I cleared the desk of everything, even the lamp, and set before me a square telephone in the center of the desk, then sat down and pulled the telephone toward me, very cautiously, into my lap. And I called the hospital. They hadn't admitted a girl with no hands.
It was all very curious, and so I dialed for the Sheriff's Station. Similarly, they had not received any reports of a girl found with no hands.
But I saw the girl with my own eyes, spread out calmly, longways on the sidewalk, with her arms placed at either side. In the dark it had looked as if the girl's hands were simply buried in her jeans pockets, and that she were passed out, but the closer I came to her, I could see that if the hands were buried anywhere, they weren't around here, and the girl was not sleeping or passed out, she was bleeding profusely. The supermarket towered over this side of the street in either direction for a block. Across the street, in the empty lot of the closed strip mall, there was nothing, and nobody. There were no hands lying around, bleeding on the concrete.
But the frayed end of her wrists were bleeding everywhere, pooled in the cracks of the sidewalk underneath her, creating stained splotches at the bottom of her t-shirt and the thighs of her jeans.
Nervously, I plunged my own hands deep within the comforting warmth of my dress pants and held my head low, walking away from the girl on the sidewalk.
I stopped in at the all-night bakery for some orange juice and toast, sitting in the corner booth, listening to an older gentleman ruffling the hem of a newspaper at the bar. Steam curled up in delicate dreamy clouds over his cup of coffee. On a small white glass plate next to the cup of coffee was a fork and what looked like crumbles of soft cake, with a little frosting scraped off onto the side of the plate. The two ladies behind the counter of the bakery were actually knitting. From my corner booth by the window I could almost make out the supermarket down the road, but it was kind of blurred by the darkness and the trees that blocked the streetlamps from lighting this view.
It took me nearly an hour to finally go home. When I did, I showered and I thought about the girl with no hands, about bathing her in this bathtub and singeing the ends of her wrists to cauterize them so that she wouldn't be drained of all her blood before the autopsy could be performed. I wondered what the pathologist would make of this situation. I should maybe have tried to talk to her. There could have been a last word on her breath, waiting to be expelled if I just pushed down on her belly a little and parted her lips at the same time. She could have tried to say good-bye, or she could have tried to say no, a failed defensive statement that never quite got out because her body, in shock, had given up too quickly.

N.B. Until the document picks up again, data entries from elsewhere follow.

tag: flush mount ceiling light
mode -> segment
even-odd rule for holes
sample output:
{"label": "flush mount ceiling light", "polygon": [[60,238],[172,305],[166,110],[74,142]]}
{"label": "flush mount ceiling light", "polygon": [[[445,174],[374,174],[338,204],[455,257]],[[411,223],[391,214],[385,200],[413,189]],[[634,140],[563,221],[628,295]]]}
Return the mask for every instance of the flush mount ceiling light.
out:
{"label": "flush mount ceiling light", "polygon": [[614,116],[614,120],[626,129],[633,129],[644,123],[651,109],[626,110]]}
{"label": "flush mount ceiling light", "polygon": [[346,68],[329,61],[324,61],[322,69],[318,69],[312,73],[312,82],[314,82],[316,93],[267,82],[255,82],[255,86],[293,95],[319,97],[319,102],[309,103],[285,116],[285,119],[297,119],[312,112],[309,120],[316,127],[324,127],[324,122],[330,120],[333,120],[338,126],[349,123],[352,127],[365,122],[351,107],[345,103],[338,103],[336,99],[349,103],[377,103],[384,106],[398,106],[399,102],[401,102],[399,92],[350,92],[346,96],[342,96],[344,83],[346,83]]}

And I thought how brave the paramedics would have to be, to wrap her up without crying. They would likely be thinking of the girl's mother; or both her parents, for that matter, and if they were together still, or divorced. They would be thinking of whom in their circle would be responsible for breaking the news to the parents, if either of them could be tracked down at all. Or if they were even still alive.
After a shower I dressed for bed, in a pair of black slacks and a nice shirt that wouldn't look too terribly disheveled in the morning if I were to be tossing about fitfully in sleep, wondering if I should get back up and telephone the hospital, or the Sheriff, to find out if -- or ask when -- someone finally reported (or would report) the dead girl.
Yours,
JARET.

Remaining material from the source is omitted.